Sobre a fragmentação da memória na infância

Quando você é criança a construção da memória não é linear como muitas vezes supomos.

Enviado por  LUIZ ROBERTO LIMA via Guest Post para o Portal Geledés

Mas quando se é criado em um orfanato a sua memória é uma colcha de retalhos. Você não se lembra da sua festa de aniversário, pois comemorava-se de todos ao mesmo tempo. Você não tem um brinquedo especial, pois tudo é de todos. As suas roupas que aquele tia -, deu especialmente pra você, no outro dia estará no corpo do outro amigo. Você vai chorar e terá que aprender a lidar com isso.

Você terá que entender que a tia Ana, talvez goste mais do Pedro do que de você. De que algumas visitas vão levar pra passear sempre as mesmas crianças, mesmo que no banco do carro, caiba também você.
Você correrá até o fim da grade olhando o carro sumir no horizonte e continuar gritando tchau tia, como se ela ainda pudesse ouvir. Sem saber quando ela vai voltar e, torcendo pra que não demore, pois você vai morrer de saudades. E aí você a esquece.

Você dá graças a Deus que chegou alguém para levar doações no momento em que você estava sendo surrado. Você já aprendeu a engolir o choro e fazer de conta que esta tudo bem. Porque depois pode ser pior.

E que algumas vezes aparecerá anjos que te salvam sem saber.

Tudo são só fragmentos. Só pedaços soltos que não se encaixam na sua memória afetiva.

Você tenta entender porque a maioria das crianças são adotadas e arrumam uma família e você não.

E mais tarde descobrirá que a preferencia na adoção são as crianças brancas.
Você não entende porque os castigos para travessuras é ficar sem comer e, você terá que recorrer novamente a pasta de dente.
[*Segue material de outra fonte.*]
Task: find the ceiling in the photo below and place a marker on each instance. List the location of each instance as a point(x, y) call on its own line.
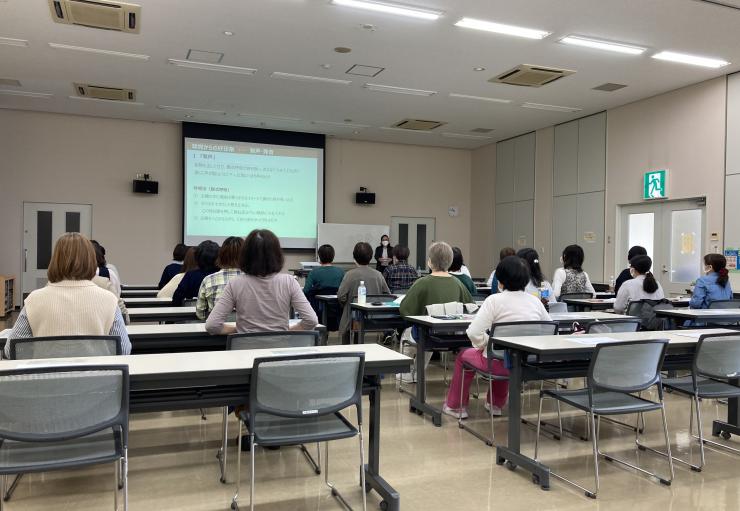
point(299, 36)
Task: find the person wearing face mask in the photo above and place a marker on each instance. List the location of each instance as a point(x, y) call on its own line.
point(712, 286)
point(642, 286)
point(383, 253)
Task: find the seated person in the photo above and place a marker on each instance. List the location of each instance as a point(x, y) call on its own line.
point(263, 296)
point(213, 284)
point(400, 275)
point(188, 264)
point(712, 286)
point(456, 271)
point(511, 304)
point(625, 275)
point(326, 276)
point(641, 286)
point(571, 278)
point(205, 255)
point(70, 303)
point(492, 282)
point(347, 293)
point(175, 266)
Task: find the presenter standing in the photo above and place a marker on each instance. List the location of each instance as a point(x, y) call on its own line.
point(383, 253)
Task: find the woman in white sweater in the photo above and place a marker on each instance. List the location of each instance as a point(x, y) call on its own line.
point(71, 303)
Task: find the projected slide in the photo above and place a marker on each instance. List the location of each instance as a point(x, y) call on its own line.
point(234, 187)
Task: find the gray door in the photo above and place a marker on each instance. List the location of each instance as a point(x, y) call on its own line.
point(43, 224)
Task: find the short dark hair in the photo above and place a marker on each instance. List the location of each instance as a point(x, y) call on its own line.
point(178, 254)
point(573, 257)
point(635, 251)
point(228, 254)
point(261, 255)
point(513, 273)
point(506, 252)
point(326, 254)
point(205, 255)
point(401, 253)
point(362, 253)
point(457, 259)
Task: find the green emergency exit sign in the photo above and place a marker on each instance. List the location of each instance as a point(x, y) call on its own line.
point(655, 185)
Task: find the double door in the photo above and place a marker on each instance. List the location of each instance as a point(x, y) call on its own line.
point(673, 235)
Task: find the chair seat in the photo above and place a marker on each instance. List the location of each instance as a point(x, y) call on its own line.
point(275, 430)
point(604, 403)
point(101, 447)
point(707, 388)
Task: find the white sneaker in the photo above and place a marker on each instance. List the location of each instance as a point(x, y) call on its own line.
point(496, 410)
point(461, 414)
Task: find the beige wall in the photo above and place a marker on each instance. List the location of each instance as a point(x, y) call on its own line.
point(482, 205)
point(63, 158)
point(682, 131)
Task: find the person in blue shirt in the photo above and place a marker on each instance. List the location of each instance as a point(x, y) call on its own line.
point(714, 285)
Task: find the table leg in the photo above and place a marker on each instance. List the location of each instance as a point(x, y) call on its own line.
point(512, 455)
point(373, 480)
point(418, 404)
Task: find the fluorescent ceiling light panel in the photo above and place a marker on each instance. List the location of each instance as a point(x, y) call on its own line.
point(499, 28)
point(186, 109)
point(9, 41)
point(212, 67)
point(26, 94)
point(398, 90)
point(98, 51)
point(308, 78)
point(391, 8)
point(552, 108)
point(693, 60)
point(602, 45)
point(449, 134)
point(479, 98)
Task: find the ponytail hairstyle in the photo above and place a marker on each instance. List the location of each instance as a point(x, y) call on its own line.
point(533, 261)
point(718, 262)
point(642, 265)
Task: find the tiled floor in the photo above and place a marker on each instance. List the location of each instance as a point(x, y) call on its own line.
point(173, 467)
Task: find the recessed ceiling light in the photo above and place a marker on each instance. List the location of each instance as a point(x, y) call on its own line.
point(499, 28)
point(552, 108)
point(694, 60)
point(9, 41)
point(479, 98)
point(308, 78)
point(398, 90)
point(212, 67)
point(602, 45)
point(391, 8)
point(134, 56)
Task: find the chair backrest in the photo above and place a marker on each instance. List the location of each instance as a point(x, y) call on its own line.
point(305, 386)
point(724, 304)
point(718, 356)
point(611, 326)
point(63, 402)
point(266, 340)
point(575, 296)
point(64, 346)
point(627, 367)
point(557, 307)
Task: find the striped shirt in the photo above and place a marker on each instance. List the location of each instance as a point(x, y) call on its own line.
point(211, 288)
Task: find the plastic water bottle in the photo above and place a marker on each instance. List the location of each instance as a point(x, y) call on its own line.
point(362, 293)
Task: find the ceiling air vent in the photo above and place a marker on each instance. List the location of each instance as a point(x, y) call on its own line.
point(84, 90)
point(104, 14)
point(418, 125)
point(526, 75)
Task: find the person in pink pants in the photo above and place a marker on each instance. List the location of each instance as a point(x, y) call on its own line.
point(512, 304)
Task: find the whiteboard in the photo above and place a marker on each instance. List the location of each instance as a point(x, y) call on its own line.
point(343, 238)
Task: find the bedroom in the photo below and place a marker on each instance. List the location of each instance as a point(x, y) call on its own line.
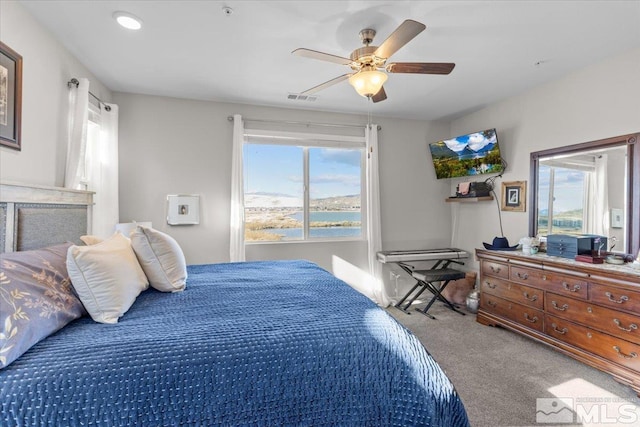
point(413, 211)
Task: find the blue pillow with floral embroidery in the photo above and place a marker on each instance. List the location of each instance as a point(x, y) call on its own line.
point(36, 299)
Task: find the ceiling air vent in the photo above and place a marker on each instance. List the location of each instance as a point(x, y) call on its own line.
point(299, 97)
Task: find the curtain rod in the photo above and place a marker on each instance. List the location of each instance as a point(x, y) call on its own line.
point(289, 122)
point(76, 82)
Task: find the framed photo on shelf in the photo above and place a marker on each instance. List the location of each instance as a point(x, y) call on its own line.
point(514, 196)
point(10, 97)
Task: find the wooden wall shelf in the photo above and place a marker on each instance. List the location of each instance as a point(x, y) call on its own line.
point(468, 199)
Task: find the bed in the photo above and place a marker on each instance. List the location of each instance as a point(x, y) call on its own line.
point(258, 343)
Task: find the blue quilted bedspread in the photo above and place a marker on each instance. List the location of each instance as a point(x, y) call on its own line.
point(280, 343)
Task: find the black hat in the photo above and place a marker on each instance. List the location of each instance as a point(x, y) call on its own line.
point(500, 244)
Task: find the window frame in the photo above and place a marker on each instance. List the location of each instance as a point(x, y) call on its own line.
point(307, 141)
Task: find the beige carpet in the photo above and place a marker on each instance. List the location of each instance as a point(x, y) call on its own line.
point(500, 374)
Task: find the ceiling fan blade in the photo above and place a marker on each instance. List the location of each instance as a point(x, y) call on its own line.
point(401, 36)
point(314, 54)
point(380, 96)
point(325, 84)
point(421, 67)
Você se sente fragilizado, quando um adulto te coloca pra bater no seu outro amigo e covardemente te faz esfregar o cocô que ele fez na sua própria cara. E você não consegue se perdoar por isso, mesmo sabendo que você não tem o controle da situação.

Você percebe a colcha de retalhos quando você, com nove, dez anos, ainda faz xixi na cama – e tem que jogar o lençol fora e virar o colchão do outro lado escondido. Porque se descobrem vão esfregar novamente no seu rosto e você passara o dia pelado, com as outras crianças rindo, inclusive uma menina.

Você bem novo tem que lidar com as exaustivas limpeza até altas horas da noite as vezes madrugadas, mesmo quase dormindo em cima do esfregão.

É difícil na tenra infância entender porque aquela tia que cuidava de você de um dia para o outro não vem mais.

E se pergunta: Será que foi a mal criação que eu fiz; foi porque a chamei de boba e disse que não gostava mais dela. E você pede desculpas pra Deus, e ele não te atende.

Simplesmente você não consegue compreender que ali é o emprego dela, que é apenas um trabalho e, que um dia, ela vai tirar férias ou não vai voltar nunca mais.

Meu amigo chamava Rubens, o qual me obrigaram a esfregar fezes em seu rosto. Eu pude pedir desculpa, ele nem ligou, só disse que estava feliz por amá-lo, mesmo ele sendo quem ele era.
Ele havia tornado-se assaltante, e morreu assassinado um tempo depois.

Eu sou isso fragmentos e in-memoria.
Apesar de tudo nós encontrávamos forças pra sorrir.